European equities climb on Chinese stimulus hopes; inflation data in focus – Reuters.com
June 30 (Reuters) – European stocks rose on Friday after lackluster data on Chinese manufacturing activity fueled hopes of more policy stimulus as investors waited for key inflation readings for more clues on the direction of global interest rates.
The pan-European STOXX 600 index (.STOXX) rose 0.7% at 0825 GMT.
The index was set for subdued returns at the end of the quarter, with growing signs of China’s weak recovery from the COVID-19 crisis and concerns over continued higher global interest rates, which stalled a rally in equities that started early this year had brought.
Banks (.SX7P) are the biggest gainers among major European sectors this quarter, up 6%, while miners were a major drag, down 9%, as concerns about China’s top metal consumer weighed heavily on metal prices.
On a monthly basis, the index is on track for gains of 1.7% after sharp declines in May, having gained 8% in the first six months of the year.
Investors are now awaiting US personal consumption expenditure (PCE) data for May and preliminary eurozone inflation data later today, after recent aggressive signals from major central bankers bolstered expectations of more rate hikes ahead.
A string of solid US data, including on the labor market, has raised bets that the Fed will have to do more to curb inflation.
“The general message from central bankers is that the battle against inflation is not over,” said Hubert de Barochez, a market economist at Capital Economics.

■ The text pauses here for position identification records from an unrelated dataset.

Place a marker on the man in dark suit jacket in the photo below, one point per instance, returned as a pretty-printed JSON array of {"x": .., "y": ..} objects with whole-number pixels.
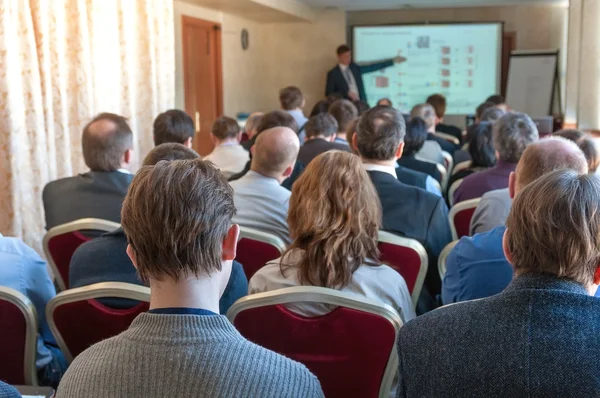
[
  {"x": 407, "y": 210},
  {"x": 107, "y": 143},
  {"x": 346, "y": 78},
  {"x": 539, "y": 337}
]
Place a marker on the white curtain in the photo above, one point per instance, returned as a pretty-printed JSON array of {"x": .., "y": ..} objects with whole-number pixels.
[{"x": 61, "y": 63}]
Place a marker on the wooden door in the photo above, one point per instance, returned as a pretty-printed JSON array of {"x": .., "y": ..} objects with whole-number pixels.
[{"x": 202, "y": 77}]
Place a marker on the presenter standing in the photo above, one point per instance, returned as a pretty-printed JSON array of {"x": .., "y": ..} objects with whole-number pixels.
[{"x": 346, "y": 78}]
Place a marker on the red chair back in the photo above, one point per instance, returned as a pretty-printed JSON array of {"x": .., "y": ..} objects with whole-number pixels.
[{"x": 347, "y": 349}]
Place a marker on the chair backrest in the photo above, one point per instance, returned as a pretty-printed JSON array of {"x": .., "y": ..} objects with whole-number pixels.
[
  {"x": 18, "y": 328},
  {"x": 256, "y": 248},
  {"x": 351, "y": 350},
  {"x": 460, "y": 216},
  {"x": 61, "y": 242},
  {"x": 452, "y": 190},
  {"x": 408, "y": 257},
  {"x": 443, "y": 257},
  {"x": 78, "y": 320}
]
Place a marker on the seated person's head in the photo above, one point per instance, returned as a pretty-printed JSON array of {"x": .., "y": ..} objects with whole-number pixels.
[
  {"x": 344, "y": 112},
  {"x": 554, "y": 228},
  {"x": 512, "y": 133},
  {"x": 438, "y": 101},
  {"x": 379, "y": 135},
  {"x": 481, "y": 147},
  {"x": 174, "y": 126},
  {"x": 107, "y": 143},
  {"x": 291, "y": 98},
  {"x": 175, "y": 241},
  {"x": 384, "y": 102},
  {"x": 416, "y": 135},
  {"x": 543, "y": 157},
  {"x": 275, "y": 153},
  {"x": 336, "y": 236},
  {"x": 321, "y": 126},
  {"x": 169, "y": 152},
  {"x": 586, "y": 144},
  {"x": 427, "y": 113},
  {"x": 225, "y": 129}
]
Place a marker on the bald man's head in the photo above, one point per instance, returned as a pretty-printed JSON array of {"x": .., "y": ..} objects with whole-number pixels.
[
  {"x": 275, "y": 152},
  {"x": 545, "y": 156}
]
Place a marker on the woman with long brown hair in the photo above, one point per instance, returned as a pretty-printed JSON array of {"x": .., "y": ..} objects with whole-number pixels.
[{"x": 334, "y": 217}]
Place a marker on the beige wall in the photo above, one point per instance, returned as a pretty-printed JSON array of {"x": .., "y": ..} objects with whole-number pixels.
[{"x": 298, "y": 53}]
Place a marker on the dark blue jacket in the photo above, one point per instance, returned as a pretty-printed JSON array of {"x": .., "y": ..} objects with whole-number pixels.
[
  {"x": 336, "y": 83},
  {"x": 540, "y": 337}
]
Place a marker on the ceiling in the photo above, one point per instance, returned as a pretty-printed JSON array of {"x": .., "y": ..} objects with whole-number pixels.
[{"x": 391, "y": 4}]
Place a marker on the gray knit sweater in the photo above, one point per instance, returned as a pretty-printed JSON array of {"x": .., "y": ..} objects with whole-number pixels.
[{"x": 163, "y": 355}]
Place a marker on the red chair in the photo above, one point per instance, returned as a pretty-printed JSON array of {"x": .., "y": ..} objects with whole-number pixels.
[
  {"x": 351, "y": 350},
  {"x": 408, "y": 257},
  {"x": 18, "y": 329},
  {"x": 460, "y": 216},
  {"x": 61, "y": 242},
  {"x": 78, "y": 321},
  {"x": 256, "y": 248}
]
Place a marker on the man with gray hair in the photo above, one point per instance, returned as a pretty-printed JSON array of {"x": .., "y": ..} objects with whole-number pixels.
[{"x": 511, "y": 133}]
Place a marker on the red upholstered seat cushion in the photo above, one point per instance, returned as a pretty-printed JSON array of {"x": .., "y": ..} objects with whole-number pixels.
[
  {"x": 84, "y": 323},
  {"x": 346, "y": 349},
  {"x": 254, "y": 254},
  {"x": 13, "y": 329}
]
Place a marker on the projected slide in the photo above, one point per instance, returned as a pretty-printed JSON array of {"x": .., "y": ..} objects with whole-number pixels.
[{"x": 461, "y": 61}]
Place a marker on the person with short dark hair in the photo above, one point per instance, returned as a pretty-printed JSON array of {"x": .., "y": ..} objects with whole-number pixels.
[
  {"x": 344, "y": 112},
  {"x": 539, "y": 336},
  {"x": 438, "y": 101},
  {"x": 407, "y": 210},
  {"x": 345, "y": 78},
  {"x": 511, "y": 135},
  {"x": 320, "y": 133},
  {"x": 174, "y": 126},
  {"x": 228, "y": 155},
  {"x": 182, "y": 346},
  {"x": 107, "y": 144},
  {"x": 104, "y": 259}
]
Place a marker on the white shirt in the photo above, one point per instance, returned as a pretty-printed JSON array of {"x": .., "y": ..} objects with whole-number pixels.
[
  {"x": 230, "y": 158},
  {"x": 380, "y": 283}
]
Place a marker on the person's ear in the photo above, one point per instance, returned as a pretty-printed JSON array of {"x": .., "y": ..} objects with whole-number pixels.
[{"x": 230, "y": 243}]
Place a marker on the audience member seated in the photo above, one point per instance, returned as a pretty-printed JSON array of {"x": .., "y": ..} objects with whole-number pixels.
[
  {"x": 104, "y": 259},
  {"x": 538, "y": 336},
  {"x": 174, "y": 126},
  {"x": 429, "y": 151},
  {"x": 416, "y": 136},
  {"x": 320, "y": 133},
  {"x": 228, "y": 155},
  {"x": 407, "y": 210},
  {"x": 438, "y": 101},
  {"x": 344, "y": 112},
  {"x": 107, "y": 143},
  {"x": 481, "y": 151},
  {"x": 335, "y": 241},
  {"x": 181, "y": 347},
  {"x": 251, "y": 128},
  {"x": 586, "y": 144},
  {"x": 511, "y": 135},
  {"x": 292, "y": 101},
  {"x": 476, "y": 267},
  {"x": 261, "y": 202},
  {"x": 22, "y": 269}
]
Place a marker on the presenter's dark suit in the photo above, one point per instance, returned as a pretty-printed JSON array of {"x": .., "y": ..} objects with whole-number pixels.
[
  {"x": 95, "y": 194},
  {"x": 538, "y": 338},
  {"x": 416, "y": 214},
  {"x": 336, "y": 82}
]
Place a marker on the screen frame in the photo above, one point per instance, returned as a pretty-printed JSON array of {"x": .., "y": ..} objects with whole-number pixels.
[{"x": 428, "y": 23}]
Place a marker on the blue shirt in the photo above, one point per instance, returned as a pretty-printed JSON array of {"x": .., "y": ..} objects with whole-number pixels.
[{"x": 22, "y": 269}]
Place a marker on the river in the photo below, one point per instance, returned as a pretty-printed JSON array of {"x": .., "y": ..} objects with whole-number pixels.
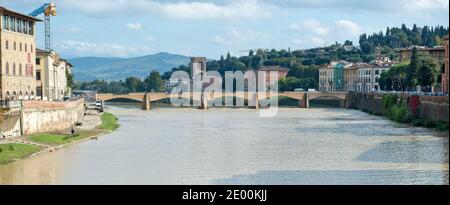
[{"x": 235, "y": 146}]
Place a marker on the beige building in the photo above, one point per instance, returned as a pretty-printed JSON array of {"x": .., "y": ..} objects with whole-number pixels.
[
  {"x": 281, "y": 72},
  {"x": 51, "y": 76},
  {"x": 351, "y": 78},
  {"x": 17, "y": 54},
  {"x": 445, "y": 75},
  {"x": 329, "y": 80},
  {"x": 437, "y": 53}
]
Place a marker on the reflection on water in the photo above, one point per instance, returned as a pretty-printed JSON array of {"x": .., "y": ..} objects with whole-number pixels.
[{"x": 235, "y": 146}]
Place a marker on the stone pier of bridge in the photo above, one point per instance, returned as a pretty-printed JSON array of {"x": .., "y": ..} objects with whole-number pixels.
[{"x": 253, "y": 98}]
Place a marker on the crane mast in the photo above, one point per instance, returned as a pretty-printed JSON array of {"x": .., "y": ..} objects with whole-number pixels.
[{"x": 48, "y": 9}]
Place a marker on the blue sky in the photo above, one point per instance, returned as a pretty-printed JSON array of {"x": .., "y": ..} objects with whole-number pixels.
[{"x": 128, "y": 28}]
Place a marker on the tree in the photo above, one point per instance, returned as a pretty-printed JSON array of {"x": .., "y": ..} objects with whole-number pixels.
[
  {"x": 154, "y": 82},
  {"x": 367, "y": 48},
  {"x": 411, "y": 74},
  {"x": 228, "y": 56},
  {"x": 428, "y": 71},
  {"x": 348, "y": 43},
  {"x": 69, "y": 77},
  {"x": 133, "y": 83}
]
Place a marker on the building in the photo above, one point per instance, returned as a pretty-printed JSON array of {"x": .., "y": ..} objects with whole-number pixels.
[
  {"x": 351, "y": 78},
  {"x": 445, "y": 75},
  {"x": 51, "y": 76},
  {"x": 356, "y": 77},
  {"x": 332, "y": 76},
  {"x": 437, "y": 53},
  {"x": 198, "y": 66},
  {"x": 282, "y": 73},
  {"x": 17, "y": 54}
]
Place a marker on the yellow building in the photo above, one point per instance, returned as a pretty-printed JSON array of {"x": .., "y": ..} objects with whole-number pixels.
[
  {"x": 17, "y": 54},
  {"x": 351, "y": 78},
  {"x": 445, "y": 75},
  {"x": 51, "y": 78},
  {"x": 438, "y": 53}
]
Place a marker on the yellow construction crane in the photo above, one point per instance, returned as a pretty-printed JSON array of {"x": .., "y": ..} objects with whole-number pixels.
[{"x": 48, "y": 9}]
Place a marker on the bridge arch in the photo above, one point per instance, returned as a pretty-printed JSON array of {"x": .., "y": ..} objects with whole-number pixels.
[{"x": 340, "y": 96}]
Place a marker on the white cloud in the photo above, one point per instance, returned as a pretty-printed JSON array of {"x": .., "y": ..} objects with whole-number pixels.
[
  {"x": 234, "y": 36},
  {"x": 237, "y": 9},
  {"x": 134, "y": 26},
  {"x": 311, "y": 26},
  {"x": 73, "y": 29},
  {"x": 349, "y": 27},
  {"x": 78, "y": 48},
  {"x": 149, "y": 39}
]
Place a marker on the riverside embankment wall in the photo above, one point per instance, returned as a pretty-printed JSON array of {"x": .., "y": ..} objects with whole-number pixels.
[
  {"x": 428, "y": 107},
  {"x": 46, "y": 116}
]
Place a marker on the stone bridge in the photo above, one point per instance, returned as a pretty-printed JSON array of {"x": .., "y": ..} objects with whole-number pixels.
[{"x": 302, "y": 97}]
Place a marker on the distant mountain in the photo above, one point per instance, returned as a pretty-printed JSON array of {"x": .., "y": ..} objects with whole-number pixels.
[{"x": 92, "y": 68}]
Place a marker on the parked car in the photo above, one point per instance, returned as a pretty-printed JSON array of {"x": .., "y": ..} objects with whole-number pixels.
[{"x": 99, "y": 105}]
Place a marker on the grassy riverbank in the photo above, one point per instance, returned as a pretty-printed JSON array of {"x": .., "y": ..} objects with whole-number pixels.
[
  {"x": 12, "y": 151},
  {"x": 109, "y": 123},
  {"x": 396, "y": 110}
]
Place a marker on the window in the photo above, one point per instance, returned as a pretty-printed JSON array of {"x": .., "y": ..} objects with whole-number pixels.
[
  {"x": 7, "y": 68},
  {"x": 24, "y": 27},
  {"x": 38, "y": 75},
  {"x": 5, "y": 22},
  {"x": 30, "y": 28},
  {"x": 19, "y": 25},
  {"x": 13, "y": 24}
]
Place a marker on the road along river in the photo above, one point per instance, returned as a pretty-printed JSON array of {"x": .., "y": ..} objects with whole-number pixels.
[{"x": 235, "y": 146}]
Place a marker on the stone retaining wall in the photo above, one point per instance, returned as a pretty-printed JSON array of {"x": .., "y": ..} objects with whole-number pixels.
[
  {"x": 46, "y": 116},
  {"x": 430, "y": 107}
]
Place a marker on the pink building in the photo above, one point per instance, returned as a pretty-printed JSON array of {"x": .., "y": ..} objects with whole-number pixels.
[{"x": 282, "y": 72}]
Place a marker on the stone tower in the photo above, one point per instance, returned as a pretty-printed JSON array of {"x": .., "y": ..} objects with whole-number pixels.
[{"x": 198, "y": 66}]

“Investors may not be as afraid of it as we are, but despite the recent data, growth will be disappointing in the second half of the year and we expect a recession in the US.”
Among European sectors, mining companies (.SXPP) gained 0.8%, with metal prices higher followed as a decline in Chinese factory activity raised expectations of more economic stimulus from the country.
Energy companies (.SXEP) were the biggest sector gainers, up 1.2%, boosted by solid crude oil prices.
The real estate sector (.SX86P) rose 0.4%, supported by 3.9% gains in shares of LEG Immobilien (LEGn.DE) after the German company raised its 2023 outlook.
On the other hand, new rules from the Dutch government restricting exports of certain advanced semiconductor equipment weighed on chipmaker shares, with ASML (ASML.AS), Europe’s largest technology company, falling 2.4%.
German unemployment rose more than expected in June, while French inflation eased this month, data showed on Friday.
Shares in Adidas (ADSGn.DE) and Puma (PUMG.DE), which had previously fallen on Nike’s (NKE.N) gloomy forecast, reversed course, rising 1.8% and 2.0% respectively.